Invece di minimizzare, come si è fatto per settimane, dire che l’allarmismo è ingiustificato, minacciare persone di denuncia per procurato allarme è venuto il momento di cambiare strategia anche qua, perché non vorrei passare per una moderna Cassandra.

In Veneto si è deciso di fare quanti più tamponi possibili (oggi ne fanno più di 11.000 al giorno) in modo da identificare e isolare i diffusori di virus e contenere l’infezione.

La Cina ha fatto lo stesso: isolamento rigido e tanti tamponi. Oggi non è stato registrato nessun nuovo caso autoctono che nasce dall’epidemia originale, perché i nuovi casi sono solo quelli di “importazione”. Vuol dire che la Cina ha sconfitto il virus, mentre noi l’abbiamo praticamente raggiunta in quanto a decessi.

Anche in Corea del Sud si è passati da una mortalità del 3-4% allo 0,7 dal 6 al 9 marzo. Questo facendo 200.000 test con l’obiettivo di isolare i portatori sani che diffondevano l’epidemia. Lo sforzo è stato titanico ma risolutivo.

Dobbiamo imparare dalle esperienze precedenti. Secondo la mia idea i tamponi andrebbero  indirizzati prioritariamente ad alcune categorie a partire dai sanitari. Ricordo che in Consiglio Comunale avevo proposto, inascoltato, di fare controlli più serrati ai sanitari, magari con tamponi periodici agli operatori come gli anestesisti che sono più a contatto coi malati di Covid 19 e che sono indispensabili per il buon funzionamento dei reparti di terapia intensiva.  La Direzione Regionale dei servizi sanitari ha, invece, deciso il 07/03/20 di ridurre la quarantena per gli operatori sanitari venuti in contatto con il Coronavirus  e non ha sempre fornito, come denunciato dalle organizzazioni sindacali, adeguati dispositivi di protezione. Gli altri soggetti da tamponare sono da individuare nei lavoratori delle aziende in cui esiste una maggiore promiscuità, i casi sintomatici anche in modo lieve e i cittadini venuti in contatto con pazienti rivelatesi positivi ai test. Ho fatto anche una proiezione dei costi, che sono tutto sommato ragionevoli, considerando quanto si può risparmiare riducendo sia il numero di pazienti da avviare alla terapia intensiva (tra pochi giorni le proiezioni indicano che si esauriranno i posti in intensiva a livello regionale) sia  i costi economici che tutta la società sostiene in questa fase di blocco delle attività. Invece, nella nostra regione e ancora più nella nostra città (potrei riportare diversi casi di cui ho conoscenza diretta) si è scelta la strada di limitare i tamponi solo ai malati gravi, senza comprendere che l’isolamento dei positivi è funzionale al contenimento dell’epidemia.

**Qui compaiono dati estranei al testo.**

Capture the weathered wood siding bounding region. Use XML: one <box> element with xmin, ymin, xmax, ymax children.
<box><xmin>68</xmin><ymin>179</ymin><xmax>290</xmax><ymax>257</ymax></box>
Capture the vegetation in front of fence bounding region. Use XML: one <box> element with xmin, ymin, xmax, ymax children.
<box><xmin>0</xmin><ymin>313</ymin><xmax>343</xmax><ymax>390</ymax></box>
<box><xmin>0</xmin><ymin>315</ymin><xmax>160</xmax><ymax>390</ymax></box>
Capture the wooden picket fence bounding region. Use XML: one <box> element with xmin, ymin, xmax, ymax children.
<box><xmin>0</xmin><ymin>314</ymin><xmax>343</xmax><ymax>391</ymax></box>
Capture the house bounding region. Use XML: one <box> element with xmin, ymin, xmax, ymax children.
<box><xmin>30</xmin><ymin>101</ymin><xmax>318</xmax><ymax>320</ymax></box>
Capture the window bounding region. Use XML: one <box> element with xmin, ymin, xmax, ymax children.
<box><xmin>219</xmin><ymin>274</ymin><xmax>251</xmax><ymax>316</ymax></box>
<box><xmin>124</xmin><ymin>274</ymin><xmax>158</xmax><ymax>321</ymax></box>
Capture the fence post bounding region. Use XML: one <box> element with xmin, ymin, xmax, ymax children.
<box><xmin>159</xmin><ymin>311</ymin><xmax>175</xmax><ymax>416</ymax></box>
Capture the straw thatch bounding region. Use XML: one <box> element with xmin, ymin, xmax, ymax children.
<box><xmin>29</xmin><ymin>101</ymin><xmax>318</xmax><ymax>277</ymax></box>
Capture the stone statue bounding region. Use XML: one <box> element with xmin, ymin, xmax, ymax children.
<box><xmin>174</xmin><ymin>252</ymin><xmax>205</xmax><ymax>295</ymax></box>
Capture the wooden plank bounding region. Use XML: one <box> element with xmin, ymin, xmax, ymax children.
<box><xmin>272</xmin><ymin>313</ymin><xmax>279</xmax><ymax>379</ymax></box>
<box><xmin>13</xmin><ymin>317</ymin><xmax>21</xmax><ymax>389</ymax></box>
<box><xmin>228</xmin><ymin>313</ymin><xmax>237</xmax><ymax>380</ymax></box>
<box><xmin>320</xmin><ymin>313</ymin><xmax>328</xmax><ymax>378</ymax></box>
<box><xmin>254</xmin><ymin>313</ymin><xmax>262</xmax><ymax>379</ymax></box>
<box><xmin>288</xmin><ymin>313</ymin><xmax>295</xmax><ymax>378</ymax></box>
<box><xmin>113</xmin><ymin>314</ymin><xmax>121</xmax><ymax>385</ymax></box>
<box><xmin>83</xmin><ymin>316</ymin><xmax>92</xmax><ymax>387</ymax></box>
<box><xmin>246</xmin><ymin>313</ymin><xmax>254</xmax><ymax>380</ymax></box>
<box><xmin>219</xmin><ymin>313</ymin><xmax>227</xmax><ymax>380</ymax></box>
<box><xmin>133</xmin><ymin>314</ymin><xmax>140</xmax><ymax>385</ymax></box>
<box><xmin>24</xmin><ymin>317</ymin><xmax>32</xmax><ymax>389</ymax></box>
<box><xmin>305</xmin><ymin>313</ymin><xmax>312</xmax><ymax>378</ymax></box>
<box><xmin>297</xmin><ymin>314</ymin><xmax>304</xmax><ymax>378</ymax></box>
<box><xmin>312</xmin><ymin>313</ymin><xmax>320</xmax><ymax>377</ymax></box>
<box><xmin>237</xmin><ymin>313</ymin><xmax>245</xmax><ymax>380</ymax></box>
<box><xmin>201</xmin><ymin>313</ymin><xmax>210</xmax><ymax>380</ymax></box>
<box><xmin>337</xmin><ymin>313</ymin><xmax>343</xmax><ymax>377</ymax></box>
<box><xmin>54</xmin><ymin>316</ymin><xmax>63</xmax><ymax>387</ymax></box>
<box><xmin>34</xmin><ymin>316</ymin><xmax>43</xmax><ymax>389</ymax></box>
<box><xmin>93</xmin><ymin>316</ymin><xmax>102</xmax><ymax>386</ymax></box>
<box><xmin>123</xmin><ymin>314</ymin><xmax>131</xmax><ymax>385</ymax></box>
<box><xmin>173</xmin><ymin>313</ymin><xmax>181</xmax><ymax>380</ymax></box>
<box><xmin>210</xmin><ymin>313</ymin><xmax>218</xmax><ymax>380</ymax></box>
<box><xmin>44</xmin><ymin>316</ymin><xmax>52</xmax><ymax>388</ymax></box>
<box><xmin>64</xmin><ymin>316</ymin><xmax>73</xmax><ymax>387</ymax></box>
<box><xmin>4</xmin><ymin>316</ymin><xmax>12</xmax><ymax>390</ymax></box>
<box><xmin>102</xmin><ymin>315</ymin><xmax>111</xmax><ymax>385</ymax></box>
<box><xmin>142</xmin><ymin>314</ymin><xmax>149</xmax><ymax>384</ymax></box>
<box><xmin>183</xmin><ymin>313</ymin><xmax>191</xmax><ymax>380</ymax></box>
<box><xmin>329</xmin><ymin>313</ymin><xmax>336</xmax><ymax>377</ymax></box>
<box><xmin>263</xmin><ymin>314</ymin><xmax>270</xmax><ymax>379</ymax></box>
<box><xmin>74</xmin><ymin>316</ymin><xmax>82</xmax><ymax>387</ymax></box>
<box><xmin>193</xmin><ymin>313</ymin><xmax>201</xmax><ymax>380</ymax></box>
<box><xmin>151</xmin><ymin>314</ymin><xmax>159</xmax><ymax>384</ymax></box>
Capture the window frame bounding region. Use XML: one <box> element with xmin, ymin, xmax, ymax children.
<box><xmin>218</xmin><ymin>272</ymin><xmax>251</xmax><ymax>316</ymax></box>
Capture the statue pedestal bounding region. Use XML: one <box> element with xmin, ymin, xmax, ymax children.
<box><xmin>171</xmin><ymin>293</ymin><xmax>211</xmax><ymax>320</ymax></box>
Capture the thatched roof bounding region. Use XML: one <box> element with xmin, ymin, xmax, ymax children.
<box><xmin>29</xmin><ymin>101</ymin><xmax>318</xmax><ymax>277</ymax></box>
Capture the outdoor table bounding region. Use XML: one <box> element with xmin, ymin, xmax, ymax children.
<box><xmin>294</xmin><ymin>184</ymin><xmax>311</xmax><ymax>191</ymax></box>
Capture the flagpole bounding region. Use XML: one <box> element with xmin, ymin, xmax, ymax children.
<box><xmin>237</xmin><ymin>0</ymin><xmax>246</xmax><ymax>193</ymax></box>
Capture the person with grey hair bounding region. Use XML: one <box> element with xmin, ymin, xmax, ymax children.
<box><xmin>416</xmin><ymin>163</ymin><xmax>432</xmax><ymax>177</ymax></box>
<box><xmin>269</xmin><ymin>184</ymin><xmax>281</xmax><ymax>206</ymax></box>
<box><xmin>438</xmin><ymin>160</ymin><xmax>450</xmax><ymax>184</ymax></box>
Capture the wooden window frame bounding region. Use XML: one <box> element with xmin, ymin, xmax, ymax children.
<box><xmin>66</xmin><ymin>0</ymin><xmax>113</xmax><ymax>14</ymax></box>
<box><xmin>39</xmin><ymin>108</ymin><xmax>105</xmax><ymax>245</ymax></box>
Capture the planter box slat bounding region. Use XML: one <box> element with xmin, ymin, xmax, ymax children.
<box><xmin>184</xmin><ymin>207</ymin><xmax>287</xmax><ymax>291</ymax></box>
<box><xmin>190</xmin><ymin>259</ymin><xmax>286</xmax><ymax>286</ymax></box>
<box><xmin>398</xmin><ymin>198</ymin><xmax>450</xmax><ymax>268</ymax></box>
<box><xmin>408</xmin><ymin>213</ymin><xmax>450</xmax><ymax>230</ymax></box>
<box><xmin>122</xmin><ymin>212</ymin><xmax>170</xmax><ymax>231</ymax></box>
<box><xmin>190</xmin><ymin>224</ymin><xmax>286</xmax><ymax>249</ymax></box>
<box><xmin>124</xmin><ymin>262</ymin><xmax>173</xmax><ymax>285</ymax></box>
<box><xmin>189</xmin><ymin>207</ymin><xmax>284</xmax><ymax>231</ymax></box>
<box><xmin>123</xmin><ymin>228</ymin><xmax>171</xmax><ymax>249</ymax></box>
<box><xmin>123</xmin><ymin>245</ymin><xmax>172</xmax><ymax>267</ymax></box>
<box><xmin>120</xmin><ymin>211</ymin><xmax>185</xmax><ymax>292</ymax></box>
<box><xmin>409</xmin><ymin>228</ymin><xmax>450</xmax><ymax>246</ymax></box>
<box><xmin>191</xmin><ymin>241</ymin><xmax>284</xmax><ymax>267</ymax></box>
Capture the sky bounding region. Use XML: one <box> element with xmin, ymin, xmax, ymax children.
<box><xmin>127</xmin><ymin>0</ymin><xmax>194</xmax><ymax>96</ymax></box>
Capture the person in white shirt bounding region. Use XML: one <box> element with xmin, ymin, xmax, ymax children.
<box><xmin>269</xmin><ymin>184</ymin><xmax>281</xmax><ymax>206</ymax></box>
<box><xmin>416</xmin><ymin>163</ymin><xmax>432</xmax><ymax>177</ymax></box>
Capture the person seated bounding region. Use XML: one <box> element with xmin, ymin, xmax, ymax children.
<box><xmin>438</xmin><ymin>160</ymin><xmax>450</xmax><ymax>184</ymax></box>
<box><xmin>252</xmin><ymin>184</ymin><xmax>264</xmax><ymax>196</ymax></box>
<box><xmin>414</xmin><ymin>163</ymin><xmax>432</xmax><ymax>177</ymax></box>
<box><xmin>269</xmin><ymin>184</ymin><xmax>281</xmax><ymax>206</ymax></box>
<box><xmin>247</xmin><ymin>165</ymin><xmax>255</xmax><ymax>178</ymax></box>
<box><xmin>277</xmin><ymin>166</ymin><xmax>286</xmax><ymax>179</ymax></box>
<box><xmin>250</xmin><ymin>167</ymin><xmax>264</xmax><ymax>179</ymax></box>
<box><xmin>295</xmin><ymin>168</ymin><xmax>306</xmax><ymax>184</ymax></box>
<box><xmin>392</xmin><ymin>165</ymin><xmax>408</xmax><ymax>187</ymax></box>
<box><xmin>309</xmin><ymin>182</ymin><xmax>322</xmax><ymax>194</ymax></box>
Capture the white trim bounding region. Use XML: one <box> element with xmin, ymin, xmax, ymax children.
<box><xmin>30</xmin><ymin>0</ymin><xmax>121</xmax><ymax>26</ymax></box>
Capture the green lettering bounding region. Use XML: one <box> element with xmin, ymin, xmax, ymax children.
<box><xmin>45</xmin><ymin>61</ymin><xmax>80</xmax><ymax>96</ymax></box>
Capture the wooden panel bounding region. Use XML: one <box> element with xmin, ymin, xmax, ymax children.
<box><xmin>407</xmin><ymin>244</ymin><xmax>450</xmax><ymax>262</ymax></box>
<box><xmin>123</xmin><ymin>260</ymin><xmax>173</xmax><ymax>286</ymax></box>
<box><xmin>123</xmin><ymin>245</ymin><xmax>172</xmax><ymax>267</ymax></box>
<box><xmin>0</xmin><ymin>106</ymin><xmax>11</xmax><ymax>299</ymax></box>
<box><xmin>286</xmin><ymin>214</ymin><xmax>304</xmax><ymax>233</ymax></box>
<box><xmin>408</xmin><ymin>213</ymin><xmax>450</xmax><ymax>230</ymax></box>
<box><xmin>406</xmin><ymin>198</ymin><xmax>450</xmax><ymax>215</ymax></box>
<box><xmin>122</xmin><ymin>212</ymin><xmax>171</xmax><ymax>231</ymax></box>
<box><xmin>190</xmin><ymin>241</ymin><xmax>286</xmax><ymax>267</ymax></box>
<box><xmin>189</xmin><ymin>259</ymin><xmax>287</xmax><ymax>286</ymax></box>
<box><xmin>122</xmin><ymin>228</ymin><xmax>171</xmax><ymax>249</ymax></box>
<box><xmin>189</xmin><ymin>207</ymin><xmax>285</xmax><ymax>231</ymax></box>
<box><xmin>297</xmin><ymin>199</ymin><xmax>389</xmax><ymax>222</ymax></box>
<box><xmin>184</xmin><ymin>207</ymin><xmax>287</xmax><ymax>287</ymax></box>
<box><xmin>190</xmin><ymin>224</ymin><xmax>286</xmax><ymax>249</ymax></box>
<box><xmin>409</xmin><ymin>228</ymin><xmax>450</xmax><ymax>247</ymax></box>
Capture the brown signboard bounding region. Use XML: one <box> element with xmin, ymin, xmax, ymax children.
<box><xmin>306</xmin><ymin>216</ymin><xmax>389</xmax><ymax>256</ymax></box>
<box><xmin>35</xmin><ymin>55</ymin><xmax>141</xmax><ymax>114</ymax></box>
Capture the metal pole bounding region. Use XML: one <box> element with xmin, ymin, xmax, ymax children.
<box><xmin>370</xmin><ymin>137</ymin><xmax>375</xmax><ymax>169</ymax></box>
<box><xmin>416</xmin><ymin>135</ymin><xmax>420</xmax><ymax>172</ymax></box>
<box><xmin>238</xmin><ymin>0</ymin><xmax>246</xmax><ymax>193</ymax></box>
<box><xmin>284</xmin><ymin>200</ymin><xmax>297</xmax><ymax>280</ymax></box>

Voglio chiarire senza fraintendimenti, che il mio intervento non intende fare bassa speculazione politica, ma vuole soltanto fare capire che è urgente cambiare rotta e porre fine ad interventi contraddittori, intempestivi e pasticcioni. E’ il momento della competenza e non dell’ideologia, perché le decine di decessi che questa città ha registrato, indicano che stiamo vivendo uno dei momenti più bui della nostra storia ed è necessaria una risposta decisa e corale che i modenesi hanno dimostrato in più occasioni di essere in grado di dare.